January 21st, 2010 at 4:20 am
Mmmmmmm…..bad girl meat.
January 21st, 2010 at 6:30 am
I gotta admit, I love me a biter…as long as it’s in the right location.
heh.
January 21st, 2010 at 9:05 am
Yes biting flesh is a great feeling. Its like restless leg syndrome of the mouth or something. I am probably the only person who understands this theory.
In 3rd or 4th grade I bit one of my friends on the ass (through his shorts) when he was climbing a ladder in front of me (one of those ladders that goes up the back of those old school vans). His butt was just there and I chomped. I couldn’t help it. I understand this probably isn’t same biting you are talking about. Thats ok though.
January 22nd, 2010 at 1:05 am
Aww, Little Filthy is back !
My latest bad habit if I’m feeling especially anxious is to bite the skin on my hand near my thumb and index finger.
I don’t bite hard enough to leave marks, but just enough to feel it.
I guess this is what happens when I try to give up sugar.
January 22nd, 2010 at 11:30 am
I need a wife at home. Someone to have dinner waiting for me when I get home. Have the laundry folded and put away.
I need me!
January 22nd, 2010 at 8:47 pm
Seriously man how many wives do you need? Do they have sister hair and secretly hate each other? Also love the LF picture what did you tell him he couldn’t do.

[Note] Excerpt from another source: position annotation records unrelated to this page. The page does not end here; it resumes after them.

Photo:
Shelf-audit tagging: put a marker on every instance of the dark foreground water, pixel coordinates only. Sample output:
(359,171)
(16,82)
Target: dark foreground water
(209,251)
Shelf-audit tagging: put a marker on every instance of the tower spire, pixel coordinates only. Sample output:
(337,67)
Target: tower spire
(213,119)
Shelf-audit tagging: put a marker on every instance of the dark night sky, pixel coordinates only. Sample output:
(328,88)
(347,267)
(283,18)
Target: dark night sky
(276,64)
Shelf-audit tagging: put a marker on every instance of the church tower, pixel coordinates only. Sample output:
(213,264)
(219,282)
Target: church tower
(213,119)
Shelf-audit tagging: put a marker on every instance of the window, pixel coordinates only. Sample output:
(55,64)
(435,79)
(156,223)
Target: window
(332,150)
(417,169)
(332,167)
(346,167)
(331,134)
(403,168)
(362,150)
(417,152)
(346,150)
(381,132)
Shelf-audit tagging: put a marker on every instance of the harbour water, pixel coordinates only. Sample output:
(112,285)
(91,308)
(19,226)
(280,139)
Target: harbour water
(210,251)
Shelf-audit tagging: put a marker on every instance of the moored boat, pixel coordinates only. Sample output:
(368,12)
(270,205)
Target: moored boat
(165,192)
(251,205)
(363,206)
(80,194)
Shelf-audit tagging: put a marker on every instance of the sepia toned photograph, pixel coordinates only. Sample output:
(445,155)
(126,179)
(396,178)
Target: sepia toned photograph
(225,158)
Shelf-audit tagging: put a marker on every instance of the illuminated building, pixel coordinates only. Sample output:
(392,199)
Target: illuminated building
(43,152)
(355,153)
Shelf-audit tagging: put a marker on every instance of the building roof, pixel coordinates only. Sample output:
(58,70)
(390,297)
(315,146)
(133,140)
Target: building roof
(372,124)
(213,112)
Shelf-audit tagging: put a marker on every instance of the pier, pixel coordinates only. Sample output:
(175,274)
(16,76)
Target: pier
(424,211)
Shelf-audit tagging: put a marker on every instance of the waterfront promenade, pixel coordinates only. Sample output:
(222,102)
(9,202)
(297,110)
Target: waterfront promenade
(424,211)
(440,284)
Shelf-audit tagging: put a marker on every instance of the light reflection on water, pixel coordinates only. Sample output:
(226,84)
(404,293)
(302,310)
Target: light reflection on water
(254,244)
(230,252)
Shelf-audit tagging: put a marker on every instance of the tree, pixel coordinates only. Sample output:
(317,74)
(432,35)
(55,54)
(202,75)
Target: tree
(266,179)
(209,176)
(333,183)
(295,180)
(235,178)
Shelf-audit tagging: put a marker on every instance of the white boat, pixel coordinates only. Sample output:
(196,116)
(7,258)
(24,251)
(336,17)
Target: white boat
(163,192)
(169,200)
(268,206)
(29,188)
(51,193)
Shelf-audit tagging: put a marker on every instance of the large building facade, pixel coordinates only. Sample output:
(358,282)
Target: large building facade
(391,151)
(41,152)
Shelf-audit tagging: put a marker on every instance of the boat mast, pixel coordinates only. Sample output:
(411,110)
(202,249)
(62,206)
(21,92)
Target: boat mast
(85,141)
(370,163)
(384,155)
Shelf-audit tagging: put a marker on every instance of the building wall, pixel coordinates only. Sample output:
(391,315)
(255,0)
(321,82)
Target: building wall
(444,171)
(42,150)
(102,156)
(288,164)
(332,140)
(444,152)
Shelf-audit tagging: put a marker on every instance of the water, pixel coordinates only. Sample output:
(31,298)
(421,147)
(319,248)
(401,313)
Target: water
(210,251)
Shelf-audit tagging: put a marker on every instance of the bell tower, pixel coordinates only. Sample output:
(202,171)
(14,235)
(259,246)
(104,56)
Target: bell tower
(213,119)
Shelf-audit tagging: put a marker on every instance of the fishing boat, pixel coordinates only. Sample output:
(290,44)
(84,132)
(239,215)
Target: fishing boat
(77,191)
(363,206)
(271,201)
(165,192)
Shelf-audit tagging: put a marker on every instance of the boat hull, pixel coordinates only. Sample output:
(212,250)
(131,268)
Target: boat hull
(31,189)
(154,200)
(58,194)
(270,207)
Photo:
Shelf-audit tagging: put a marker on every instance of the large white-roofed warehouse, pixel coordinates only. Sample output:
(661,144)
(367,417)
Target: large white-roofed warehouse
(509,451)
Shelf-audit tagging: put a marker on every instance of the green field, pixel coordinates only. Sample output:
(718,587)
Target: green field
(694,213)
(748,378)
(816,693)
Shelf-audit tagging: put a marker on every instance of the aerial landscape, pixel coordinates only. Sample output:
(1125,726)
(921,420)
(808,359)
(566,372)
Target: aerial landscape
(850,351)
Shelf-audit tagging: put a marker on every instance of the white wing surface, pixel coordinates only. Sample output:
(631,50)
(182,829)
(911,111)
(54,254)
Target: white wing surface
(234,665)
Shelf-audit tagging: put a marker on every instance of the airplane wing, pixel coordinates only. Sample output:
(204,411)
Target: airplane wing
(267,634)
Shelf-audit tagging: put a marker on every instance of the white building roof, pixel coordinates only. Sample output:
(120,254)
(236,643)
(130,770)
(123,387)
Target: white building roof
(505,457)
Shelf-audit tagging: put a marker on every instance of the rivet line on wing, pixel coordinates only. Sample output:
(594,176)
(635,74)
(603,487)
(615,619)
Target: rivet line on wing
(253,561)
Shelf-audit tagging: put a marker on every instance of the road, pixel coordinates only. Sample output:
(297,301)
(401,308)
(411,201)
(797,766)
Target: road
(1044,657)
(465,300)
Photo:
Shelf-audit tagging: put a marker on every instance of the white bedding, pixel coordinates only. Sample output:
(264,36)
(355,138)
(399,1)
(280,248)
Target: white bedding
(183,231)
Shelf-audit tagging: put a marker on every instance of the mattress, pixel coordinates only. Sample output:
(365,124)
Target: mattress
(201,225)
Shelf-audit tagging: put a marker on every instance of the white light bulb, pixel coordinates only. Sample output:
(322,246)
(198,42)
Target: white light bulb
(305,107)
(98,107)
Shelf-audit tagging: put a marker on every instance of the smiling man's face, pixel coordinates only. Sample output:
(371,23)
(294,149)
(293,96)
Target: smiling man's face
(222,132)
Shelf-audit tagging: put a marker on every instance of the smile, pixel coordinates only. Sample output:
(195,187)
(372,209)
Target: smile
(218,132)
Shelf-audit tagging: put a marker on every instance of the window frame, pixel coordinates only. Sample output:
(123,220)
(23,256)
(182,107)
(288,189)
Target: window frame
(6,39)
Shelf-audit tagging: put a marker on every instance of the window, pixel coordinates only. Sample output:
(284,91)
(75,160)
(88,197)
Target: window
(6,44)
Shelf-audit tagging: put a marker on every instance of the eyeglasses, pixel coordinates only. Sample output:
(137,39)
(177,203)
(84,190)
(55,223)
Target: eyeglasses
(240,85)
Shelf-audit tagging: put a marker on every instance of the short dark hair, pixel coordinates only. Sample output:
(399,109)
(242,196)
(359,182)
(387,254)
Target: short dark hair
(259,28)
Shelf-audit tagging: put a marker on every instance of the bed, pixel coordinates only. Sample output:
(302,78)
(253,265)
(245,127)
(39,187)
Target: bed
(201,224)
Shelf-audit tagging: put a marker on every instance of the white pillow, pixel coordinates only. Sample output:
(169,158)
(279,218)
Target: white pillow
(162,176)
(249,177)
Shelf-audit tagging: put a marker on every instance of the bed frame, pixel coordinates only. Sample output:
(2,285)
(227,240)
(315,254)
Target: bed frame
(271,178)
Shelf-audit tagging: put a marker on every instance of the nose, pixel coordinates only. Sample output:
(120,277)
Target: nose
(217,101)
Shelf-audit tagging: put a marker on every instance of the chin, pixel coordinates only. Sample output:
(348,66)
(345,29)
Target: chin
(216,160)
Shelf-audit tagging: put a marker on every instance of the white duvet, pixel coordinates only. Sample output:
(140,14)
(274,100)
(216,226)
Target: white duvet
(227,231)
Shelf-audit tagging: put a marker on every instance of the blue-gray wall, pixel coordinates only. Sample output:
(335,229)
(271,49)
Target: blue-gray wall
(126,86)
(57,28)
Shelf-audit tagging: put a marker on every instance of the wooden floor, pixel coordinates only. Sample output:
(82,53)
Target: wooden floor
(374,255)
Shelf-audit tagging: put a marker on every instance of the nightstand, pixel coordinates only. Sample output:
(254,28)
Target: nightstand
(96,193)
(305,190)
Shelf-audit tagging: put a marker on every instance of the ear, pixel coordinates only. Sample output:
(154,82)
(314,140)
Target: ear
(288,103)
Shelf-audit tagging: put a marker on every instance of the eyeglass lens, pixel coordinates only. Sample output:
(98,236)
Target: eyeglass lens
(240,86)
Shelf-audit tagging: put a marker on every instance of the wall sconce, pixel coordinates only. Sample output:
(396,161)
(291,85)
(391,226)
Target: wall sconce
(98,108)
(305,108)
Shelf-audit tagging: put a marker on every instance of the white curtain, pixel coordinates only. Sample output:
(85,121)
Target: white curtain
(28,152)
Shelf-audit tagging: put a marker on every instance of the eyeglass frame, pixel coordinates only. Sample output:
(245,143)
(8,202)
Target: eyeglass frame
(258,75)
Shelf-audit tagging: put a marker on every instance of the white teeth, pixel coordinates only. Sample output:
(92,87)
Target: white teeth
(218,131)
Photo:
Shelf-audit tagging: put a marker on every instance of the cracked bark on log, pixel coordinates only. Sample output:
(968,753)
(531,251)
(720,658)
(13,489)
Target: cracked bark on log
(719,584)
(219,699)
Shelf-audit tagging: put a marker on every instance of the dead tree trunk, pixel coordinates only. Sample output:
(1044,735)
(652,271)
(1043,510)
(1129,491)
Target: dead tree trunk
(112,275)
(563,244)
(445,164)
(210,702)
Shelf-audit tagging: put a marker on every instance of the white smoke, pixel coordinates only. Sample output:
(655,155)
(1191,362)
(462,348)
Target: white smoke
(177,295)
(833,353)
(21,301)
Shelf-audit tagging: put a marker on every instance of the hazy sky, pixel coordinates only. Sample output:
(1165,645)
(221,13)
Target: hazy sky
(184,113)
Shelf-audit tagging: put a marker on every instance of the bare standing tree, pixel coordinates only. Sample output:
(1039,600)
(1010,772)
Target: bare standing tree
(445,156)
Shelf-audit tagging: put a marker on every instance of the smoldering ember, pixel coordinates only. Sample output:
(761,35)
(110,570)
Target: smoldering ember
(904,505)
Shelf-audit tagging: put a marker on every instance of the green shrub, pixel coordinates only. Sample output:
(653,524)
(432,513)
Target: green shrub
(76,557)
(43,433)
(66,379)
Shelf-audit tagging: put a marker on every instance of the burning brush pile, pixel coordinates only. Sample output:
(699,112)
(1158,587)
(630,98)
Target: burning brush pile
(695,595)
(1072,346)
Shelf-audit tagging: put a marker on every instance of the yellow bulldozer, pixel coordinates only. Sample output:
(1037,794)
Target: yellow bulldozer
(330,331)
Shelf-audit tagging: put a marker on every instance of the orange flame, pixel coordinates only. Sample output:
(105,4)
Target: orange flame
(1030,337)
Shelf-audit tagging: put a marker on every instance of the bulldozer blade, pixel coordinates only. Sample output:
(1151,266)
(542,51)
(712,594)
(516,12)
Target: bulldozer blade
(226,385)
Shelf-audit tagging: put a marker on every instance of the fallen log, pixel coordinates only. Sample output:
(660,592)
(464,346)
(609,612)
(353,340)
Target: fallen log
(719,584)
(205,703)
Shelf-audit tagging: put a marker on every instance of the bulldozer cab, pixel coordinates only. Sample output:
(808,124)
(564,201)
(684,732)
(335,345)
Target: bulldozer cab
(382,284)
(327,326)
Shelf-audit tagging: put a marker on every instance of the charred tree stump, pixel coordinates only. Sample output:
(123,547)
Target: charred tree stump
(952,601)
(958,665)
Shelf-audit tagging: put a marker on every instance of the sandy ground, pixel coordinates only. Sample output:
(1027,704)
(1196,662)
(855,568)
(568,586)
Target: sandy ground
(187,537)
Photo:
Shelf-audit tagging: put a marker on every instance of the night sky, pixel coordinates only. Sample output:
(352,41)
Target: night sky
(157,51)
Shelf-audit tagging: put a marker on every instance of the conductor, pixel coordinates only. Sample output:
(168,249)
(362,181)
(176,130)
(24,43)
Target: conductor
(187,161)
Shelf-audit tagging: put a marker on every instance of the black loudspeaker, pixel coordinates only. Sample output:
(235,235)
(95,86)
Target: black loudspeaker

January 24th, 2010 at 9:07 am
Had I coffee right now, I’d of choked when reading, “Because let’s face it. No one’s seen that thing since 1987.” Though, I hear it’s returned home.
So looking forward to your Q & A collaboration.
January 25th, 2010 at 9:12 am
UH I would just like to point out that in 1987 my hymen was in fact in tact.
It was at LEAST 1990 when it was last seen. AHEM. Let’s get it straight.
And now, well now I’m reborn. With Hymen.